Since federal funding evaporated, the North Carolina State Bureau of Investigations has spent $140,000 to clean up 50 labs around the state, but now that money is gone, too, leaving local police and sheriff's departments to pay the bills.

"We're in a situation that we need Congress to step up to the plate and provide this funding," said Greg McLeod, the director of the North Carolina SBI. "They're passing the buck down to us."

When Congress returns from Easter recess next week, the National Sheriffs' Association will return to its work visiting members of the House of Representatives and the Senate to talk about the need for federal dollars to help local efforts, which can run from $2,000 to upward of $20,000 for major cleanups.

Recent appropriations have been about $10 million a year, but the association thinks at least twice that much is needed.

"It's a community safety issue. It's very dangerous to our environment," said Fred Wilson, the director of operations for the National Sheriffs' Association. "These chemicals are toxic, and they're also very explosive. The money it takes to do this is just not available in local areas."

Cleanup involves workers in white hazmat suits mopping up volatile organic compounds that can leach into the environment, contaminate living quarters and give children chemical burns.

Domestic meth production fell after a 2005 federal law limited individual purchases of over-the-counter pseudoephedrine, a key meth ingredient.

But since then, addicts have figured out new ways to manufacture the drugs. Often, many users pool their supplies in a process known as "smurfing." And a new method, called one-pot cooking, allows the drug to be made more simply.

Among states with the most labs, Tennessee had 2,082 busts last year. Missouri seized 1,960 meth labs.

Presidential budgets have cut funding in recent years from the federal Community Oriented Police Services grant that pays for new hires, training and equipment.
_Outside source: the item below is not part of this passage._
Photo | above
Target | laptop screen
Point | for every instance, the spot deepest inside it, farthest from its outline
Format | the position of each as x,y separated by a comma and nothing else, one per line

Congress historically has been more friendly to the program.

After the federal government faced a shutdown over budget cuts earlier this year, dollars ran dry. The DEA dipped into other pots of money at first, but on Feb. 22 it had to cut off payments, a spokesman said.

"Labs have really spiked," said Rusty Payne, a DEA spokesman. "So as funding is going down, labs are going up."

Advocates for local law enforcement agencies say that's a bad combination.

"This is a cross-jurisdictional issue," said Wilson, of the National Sheriffs' Association. "That's why the federal government needs to be a partner."

With the new influx of Republican freshmen into Congress, it's unclear what will happen to funding for next year. One of those freshmen, U.S. Rep. Renee Ellmers of North Carolina, said the COPS program had too much potential for waste and was the wrong place for meth-cleanup funding.

Instead, she said, the jurisdictions that are writing the cleanup guidelines ought to foot the bill.

"This is an issue we have to deal with effectively, and in doing so we must address how our enforcement efforts to halt and prevent these practices are being funded and organized," Ellmers said.